The church will be most attractive to the world when she embodies what the world is unable to embody. The Spirit of God produces the good fruit of love, joy, peace, patience, kindness, goodness, faithfulness, gentleness, self-control” in the lives of believers (Gal. 5:22–23). Though the world may have its feeble attempts at temporal philanthropic and humanitarian improvements; the people of God ought to embody true and lasting good from the One who is Himself goodness.
Martyn Lloyd-Jones once notably explained, “When the church is absolutely different from the world, she invariably attracts it. It is then that the world is made to listen to her message, though it may hate it at first.” Nothing is more important for Christian leaders to come to terms with in our day than this truth. History teaches us that when the church has sought to be most like the world, it, in fact, had the least impact on the world. As Sinclair Ferguson has observed, “If all the Christian church has to offer is a different version of what the world has to offer, then the Christian church—as it has done in the Western world in the last fifty years—falls into decrepitude.”1 Nevertheless, the question remains, “In what ways should the Christian church be different from the world?” Certainly no biblically faithful, gospel-focused church would ever insist on putting up unbiblical standards of separation in order to distinguish the church from the world. What, then, distinguishes the Christian church from the world? Consider the following:
1. An abiding commitment to the word of God.

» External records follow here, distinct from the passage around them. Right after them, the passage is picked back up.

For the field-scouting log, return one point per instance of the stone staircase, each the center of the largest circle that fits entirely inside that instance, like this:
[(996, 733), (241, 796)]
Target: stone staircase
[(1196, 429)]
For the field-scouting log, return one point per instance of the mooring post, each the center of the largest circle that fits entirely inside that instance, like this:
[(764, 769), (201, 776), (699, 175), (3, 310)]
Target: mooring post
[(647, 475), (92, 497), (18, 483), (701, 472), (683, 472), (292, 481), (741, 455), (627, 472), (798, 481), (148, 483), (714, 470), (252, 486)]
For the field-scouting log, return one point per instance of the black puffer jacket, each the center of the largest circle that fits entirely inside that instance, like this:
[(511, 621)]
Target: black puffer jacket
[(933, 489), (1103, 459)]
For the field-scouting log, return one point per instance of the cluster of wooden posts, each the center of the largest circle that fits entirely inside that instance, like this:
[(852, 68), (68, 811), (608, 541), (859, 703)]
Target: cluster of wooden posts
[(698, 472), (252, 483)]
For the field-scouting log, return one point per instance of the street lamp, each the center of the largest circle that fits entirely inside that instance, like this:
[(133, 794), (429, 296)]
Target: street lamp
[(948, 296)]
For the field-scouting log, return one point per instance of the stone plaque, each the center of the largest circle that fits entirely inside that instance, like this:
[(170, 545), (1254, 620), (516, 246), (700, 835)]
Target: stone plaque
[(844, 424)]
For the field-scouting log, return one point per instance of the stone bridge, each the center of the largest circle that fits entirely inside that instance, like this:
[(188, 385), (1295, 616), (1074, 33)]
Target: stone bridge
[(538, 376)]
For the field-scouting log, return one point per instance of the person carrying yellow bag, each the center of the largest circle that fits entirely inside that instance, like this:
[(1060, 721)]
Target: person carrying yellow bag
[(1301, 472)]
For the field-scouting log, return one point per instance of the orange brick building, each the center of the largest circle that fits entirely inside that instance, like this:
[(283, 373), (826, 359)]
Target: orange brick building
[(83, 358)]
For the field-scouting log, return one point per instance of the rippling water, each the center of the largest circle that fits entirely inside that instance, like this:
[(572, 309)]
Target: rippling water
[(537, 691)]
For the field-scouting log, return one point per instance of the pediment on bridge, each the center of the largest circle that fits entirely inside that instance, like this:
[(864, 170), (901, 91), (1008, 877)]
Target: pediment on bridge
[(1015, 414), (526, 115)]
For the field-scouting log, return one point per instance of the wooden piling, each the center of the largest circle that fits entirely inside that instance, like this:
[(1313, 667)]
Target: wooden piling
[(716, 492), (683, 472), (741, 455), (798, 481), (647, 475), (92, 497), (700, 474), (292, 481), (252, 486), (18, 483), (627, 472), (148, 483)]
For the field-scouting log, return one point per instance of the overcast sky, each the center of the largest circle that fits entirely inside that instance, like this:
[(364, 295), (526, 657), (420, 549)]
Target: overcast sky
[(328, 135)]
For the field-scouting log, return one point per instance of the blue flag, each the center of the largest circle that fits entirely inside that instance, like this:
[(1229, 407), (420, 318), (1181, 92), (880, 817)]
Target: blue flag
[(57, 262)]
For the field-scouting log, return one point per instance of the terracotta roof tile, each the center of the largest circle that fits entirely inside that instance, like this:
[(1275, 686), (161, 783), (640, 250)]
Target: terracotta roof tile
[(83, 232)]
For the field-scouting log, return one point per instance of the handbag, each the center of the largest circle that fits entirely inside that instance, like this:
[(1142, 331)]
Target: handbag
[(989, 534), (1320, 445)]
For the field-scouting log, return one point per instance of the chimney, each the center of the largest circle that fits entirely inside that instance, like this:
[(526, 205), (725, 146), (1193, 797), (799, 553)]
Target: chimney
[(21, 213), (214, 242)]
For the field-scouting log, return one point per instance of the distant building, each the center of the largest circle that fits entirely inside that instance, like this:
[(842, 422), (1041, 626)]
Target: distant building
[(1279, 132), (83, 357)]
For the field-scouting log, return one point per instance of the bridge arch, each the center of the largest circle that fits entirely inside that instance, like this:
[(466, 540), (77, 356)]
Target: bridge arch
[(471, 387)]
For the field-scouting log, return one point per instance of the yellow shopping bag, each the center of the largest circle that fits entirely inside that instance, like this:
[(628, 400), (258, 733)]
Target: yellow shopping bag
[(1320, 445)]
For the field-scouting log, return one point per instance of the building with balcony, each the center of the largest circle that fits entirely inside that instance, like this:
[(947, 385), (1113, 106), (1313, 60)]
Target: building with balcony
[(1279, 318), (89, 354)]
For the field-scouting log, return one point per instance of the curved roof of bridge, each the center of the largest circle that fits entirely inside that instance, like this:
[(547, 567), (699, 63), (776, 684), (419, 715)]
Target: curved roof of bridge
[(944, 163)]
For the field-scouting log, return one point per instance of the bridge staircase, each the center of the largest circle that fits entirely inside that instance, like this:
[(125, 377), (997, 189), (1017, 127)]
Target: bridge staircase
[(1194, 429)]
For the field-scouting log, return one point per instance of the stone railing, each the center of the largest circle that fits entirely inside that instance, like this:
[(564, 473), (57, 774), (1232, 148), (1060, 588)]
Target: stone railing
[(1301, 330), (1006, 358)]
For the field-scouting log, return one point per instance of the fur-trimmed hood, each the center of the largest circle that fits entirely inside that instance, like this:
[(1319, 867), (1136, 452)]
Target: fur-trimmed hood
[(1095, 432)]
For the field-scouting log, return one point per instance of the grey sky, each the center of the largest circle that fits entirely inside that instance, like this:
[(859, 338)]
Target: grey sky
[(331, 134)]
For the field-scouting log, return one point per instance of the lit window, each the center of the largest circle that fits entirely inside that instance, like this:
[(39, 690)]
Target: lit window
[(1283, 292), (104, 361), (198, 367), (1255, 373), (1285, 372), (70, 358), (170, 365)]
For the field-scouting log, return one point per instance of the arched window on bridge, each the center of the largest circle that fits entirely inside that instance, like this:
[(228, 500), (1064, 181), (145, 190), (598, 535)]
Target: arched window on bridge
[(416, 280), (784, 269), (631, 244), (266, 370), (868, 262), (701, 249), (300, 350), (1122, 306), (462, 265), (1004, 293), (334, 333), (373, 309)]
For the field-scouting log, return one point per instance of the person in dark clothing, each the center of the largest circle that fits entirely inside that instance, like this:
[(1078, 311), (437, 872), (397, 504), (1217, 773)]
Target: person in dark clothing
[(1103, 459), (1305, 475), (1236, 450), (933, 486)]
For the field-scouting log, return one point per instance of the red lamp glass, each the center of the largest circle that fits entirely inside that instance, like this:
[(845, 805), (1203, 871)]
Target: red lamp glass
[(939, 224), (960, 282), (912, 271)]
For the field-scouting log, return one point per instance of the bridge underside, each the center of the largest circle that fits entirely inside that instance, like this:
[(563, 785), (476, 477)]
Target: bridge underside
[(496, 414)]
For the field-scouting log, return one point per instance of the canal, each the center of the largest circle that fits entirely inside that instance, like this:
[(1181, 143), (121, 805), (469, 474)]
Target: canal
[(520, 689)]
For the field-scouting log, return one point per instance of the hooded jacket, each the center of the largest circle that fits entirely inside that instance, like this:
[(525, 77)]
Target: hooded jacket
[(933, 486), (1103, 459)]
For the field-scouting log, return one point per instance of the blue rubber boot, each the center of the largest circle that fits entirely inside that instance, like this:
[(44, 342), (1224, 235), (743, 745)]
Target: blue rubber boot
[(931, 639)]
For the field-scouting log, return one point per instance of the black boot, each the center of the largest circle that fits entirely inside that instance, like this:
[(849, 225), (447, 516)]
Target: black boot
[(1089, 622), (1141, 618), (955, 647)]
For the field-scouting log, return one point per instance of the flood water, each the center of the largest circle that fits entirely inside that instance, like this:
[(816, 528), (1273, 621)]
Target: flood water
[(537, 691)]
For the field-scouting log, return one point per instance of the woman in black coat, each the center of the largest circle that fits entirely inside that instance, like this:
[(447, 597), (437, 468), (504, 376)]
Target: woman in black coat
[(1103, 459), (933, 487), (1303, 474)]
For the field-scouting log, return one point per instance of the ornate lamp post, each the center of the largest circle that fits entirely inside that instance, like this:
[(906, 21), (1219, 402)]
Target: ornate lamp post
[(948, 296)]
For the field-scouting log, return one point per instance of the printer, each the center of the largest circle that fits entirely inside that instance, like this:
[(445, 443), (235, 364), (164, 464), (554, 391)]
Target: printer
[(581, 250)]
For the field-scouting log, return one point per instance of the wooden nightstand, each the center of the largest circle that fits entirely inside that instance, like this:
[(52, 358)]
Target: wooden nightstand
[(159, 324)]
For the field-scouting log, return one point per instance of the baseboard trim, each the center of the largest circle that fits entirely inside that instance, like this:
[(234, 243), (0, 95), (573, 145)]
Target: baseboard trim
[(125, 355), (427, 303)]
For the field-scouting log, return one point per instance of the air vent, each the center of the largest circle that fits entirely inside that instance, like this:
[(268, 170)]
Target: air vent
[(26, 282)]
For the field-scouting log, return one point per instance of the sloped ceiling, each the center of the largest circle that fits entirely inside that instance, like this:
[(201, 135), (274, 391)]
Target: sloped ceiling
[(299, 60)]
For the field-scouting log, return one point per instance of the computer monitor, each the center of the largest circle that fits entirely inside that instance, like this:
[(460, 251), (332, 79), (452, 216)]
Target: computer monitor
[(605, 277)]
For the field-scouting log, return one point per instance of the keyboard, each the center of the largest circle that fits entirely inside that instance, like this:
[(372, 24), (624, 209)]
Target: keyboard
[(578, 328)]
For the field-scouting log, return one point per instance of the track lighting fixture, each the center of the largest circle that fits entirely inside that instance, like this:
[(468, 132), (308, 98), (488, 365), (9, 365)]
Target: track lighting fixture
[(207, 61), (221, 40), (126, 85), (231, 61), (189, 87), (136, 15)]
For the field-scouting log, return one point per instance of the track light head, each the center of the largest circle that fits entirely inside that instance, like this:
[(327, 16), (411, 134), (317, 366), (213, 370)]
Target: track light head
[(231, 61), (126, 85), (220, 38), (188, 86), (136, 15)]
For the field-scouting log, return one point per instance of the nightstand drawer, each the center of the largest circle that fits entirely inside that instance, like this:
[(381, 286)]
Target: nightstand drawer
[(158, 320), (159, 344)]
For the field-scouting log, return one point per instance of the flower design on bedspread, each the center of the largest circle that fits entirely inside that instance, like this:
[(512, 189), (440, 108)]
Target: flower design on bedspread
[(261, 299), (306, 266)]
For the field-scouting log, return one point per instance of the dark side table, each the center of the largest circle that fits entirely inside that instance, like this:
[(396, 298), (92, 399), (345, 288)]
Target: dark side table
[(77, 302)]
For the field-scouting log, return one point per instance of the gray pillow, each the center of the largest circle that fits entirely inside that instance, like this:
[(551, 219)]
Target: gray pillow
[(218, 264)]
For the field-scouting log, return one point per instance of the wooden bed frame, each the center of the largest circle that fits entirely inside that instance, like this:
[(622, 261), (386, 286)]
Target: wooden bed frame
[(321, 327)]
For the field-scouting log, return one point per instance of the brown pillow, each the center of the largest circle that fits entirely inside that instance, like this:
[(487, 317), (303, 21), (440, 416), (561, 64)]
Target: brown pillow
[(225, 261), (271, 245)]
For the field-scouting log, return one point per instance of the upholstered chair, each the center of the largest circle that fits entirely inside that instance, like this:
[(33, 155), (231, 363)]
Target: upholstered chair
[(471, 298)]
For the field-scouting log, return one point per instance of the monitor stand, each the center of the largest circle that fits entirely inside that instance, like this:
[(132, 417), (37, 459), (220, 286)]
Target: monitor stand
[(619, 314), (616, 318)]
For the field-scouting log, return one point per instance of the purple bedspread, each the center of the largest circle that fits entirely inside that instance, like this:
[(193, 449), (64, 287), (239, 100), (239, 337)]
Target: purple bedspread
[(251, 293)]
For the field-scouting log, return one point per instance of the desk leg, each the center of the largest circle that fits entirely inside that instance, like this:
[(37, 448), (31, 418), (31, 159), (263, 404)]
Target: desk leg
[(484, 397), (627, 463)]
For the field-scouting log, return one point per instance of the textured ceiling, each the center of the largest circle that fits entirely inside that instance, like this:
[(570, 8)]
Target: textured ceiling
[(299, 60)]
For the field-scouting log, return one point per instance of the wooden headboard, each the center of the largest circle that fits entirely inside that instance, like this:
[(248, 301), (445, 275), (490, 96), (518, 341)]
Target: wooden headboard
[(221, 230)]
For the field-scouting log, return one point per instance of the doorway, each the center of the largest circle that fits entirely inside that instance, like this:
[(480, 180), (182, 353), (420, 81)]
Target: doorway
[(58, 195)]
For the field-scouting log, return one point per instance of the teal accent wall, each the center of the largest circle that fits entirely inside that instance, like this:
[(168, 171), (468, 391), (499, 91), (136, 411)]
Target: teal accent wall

The revelation of God in Scripture gives shape to everything that believers are to be and to do in the local church. God’s written word is our only rule of faith and practice. If we loosen our hold on the teaching of Scripture, anything and everything else will creep into our lives and assemblies. This means that the church is to be marked chiefly by a commitment to the sound teaching and preaching of Scripture. If there is anything that our churches are to be known for in the world it is this—that God’s people hold fast to the word of truth. After all, the church is “the pillar and ground of truth” (1 Tim. 3:15). Whenever Israel experienced reformation in the days of the kings, it was when God’s word was rediscovered and read among the people of God (2 Chronicles 29:1–31:21; 34:8–35:19). When the Apostle Paul wrote to the fledgling church in Thessalonica—in order to encourage them to continue to the faith–he took special note of the fact that God’s word was evident in their congregation. He said, “For…the word of the Lord sounded forth from you” (1 Thess. 1:8). When Jesus commended the church in Ephesus, He said, “you…have tested those who call themselves apostles and are not, and found them to be false” (Rev. 2:2). Nothing is more essential to church being distinct from the word than that the church holds fast to the whole counsel of God—in our personal lives, worship, and witness.
In his book We Become What We Worship, G.K. Beale explains how this ought to work itself out from the church into the life of believers. He writes,
“Paul says in 2 Corinthians 10:5, “Bring every thought captive to the obedience [thinking] of Jesus Christ.” What part of our lives is unrelated to Christ? A friendship or dating relationship? Our marriage? Our relationship to our children? As families, are there regular times that we gather together to hear God’s Word and to pray together? Do we meet together with fellow Christians at weekly worship and sincerely participate? Negative answers to these questions can be indicators of whether or not we have an idolatrous stance.”2
Of course, the church’s commitment to Scripture must be in proportion to the truth of the gospel. Many, under pretense of principled zeal, have embraced a pharisaic reading of God’s word. All of God’s word leads to the Lord Jesus Christ and the grace of God in the gospel of Christ (John 5:46-47; Luke 24:27, 32, 45–47).